Regarding these matters, there is no record evidence that
Respondent takes responsibility, let alone unequivocal responsibility,
for the founded violations meaning, among other things, that it is not
reasonable to believe that Respondent's future controlled substance-
related actions will comply with legal requirements. Accordingly,
Respondent did not convince the Agency that he can be entrusted with a
registration.
Further, the interests of specific and general deterrence weigh in
favor of revocation. Given the foundational nature and vast number of
Respondent's violations, a sanction less than revocation would send a
message to the existing and prospective registrant community that
compliance with the law is not a condition precedent to maintaining a
registration.
Accordingly, I shall order the sanction the Government requested,
as contained in the Order below.
Order
Pursuant to 28 CFR 0.100(b) and the authority vested in me by 21
U.S.C.
[[Page 9635]]
824(a) and 21 U.S.C. 823(g)(1), I hereby revoke DEA Certificate of
Registration No.
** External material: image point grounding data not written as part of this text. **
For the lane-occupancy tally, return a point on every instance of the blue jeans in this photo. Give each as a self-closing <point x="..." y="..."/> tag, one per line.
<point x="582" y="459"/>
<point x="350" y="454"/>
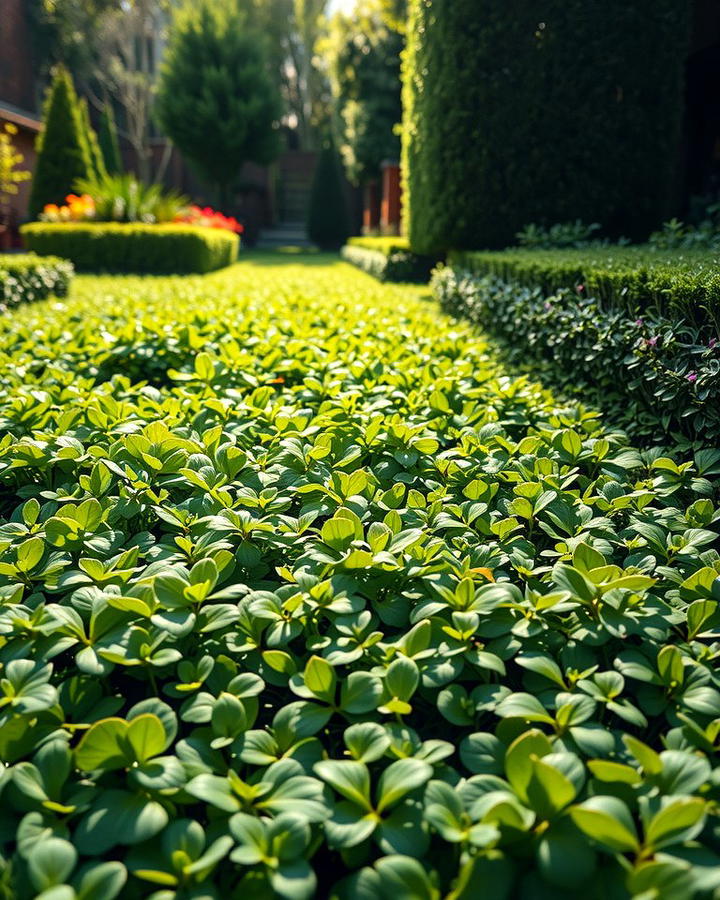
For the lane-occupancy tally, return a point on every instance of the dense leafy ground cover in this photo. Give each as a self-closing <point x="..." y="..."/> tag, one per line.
<point x="303" y="595"/>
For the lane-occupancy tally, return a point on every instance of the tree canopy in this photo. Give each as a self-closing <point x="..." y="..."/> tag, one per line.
<point x="363" y="56"/>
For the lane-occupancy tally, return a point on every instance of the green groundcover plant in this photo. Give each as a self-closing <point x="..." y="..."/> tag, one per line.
<point x="302" y="594"/>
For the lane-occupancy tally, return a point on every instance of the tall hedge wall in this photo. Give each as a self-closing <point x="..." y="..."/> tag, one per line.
<point x="520" y="112"/>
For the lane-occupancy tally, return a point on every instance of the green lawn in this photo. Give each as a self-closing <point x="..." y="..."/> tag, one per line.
<point x="302" y="594"/>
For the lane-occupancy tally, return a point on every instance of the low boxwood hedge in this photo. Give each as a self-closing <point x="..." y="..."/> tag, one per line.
<point x="26" y="277"/>
<point x="302" y="594"/>
<point x="628" y="278"/>
<point x="120" y="247"/>
<point x="388" y="259"/>
<point x="657" y="374"/>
BC5574048 issued to Robert Carter, D.D.S. Further,
pursuant to 28 CFR 0.100(b) and the authority vested in me by 21 U.S.C.
824(a) and 21 U.S.C. 823(g)(1), I hereby deny pending application
Number W20128194C and any other pending application of Robert Carter,
D.D.S., for registration in Delaware or New Jersey. This Order is
effective March 17, 2025.
Signing Authority
This document of the Drug Enforcement Administration was signed on
February 3, 2025, by Acting Administrator Derek Maltz. That document
with the original signature and date is maintained by DEA. For
administrative purposes only, and in compliance with requirements of
the Office of the Federal Register, the undersigned DEA Federal
Register Liaison Officer has been authorized to sign and submit the
document in electronic format for publication, as an official document
of DEA. This administrative process in no way alters the legal effect
of this document upon publication in the Federal Register.
Heather Achbach,
Federal Register Liaison Officer, Drug Enforcement Administration.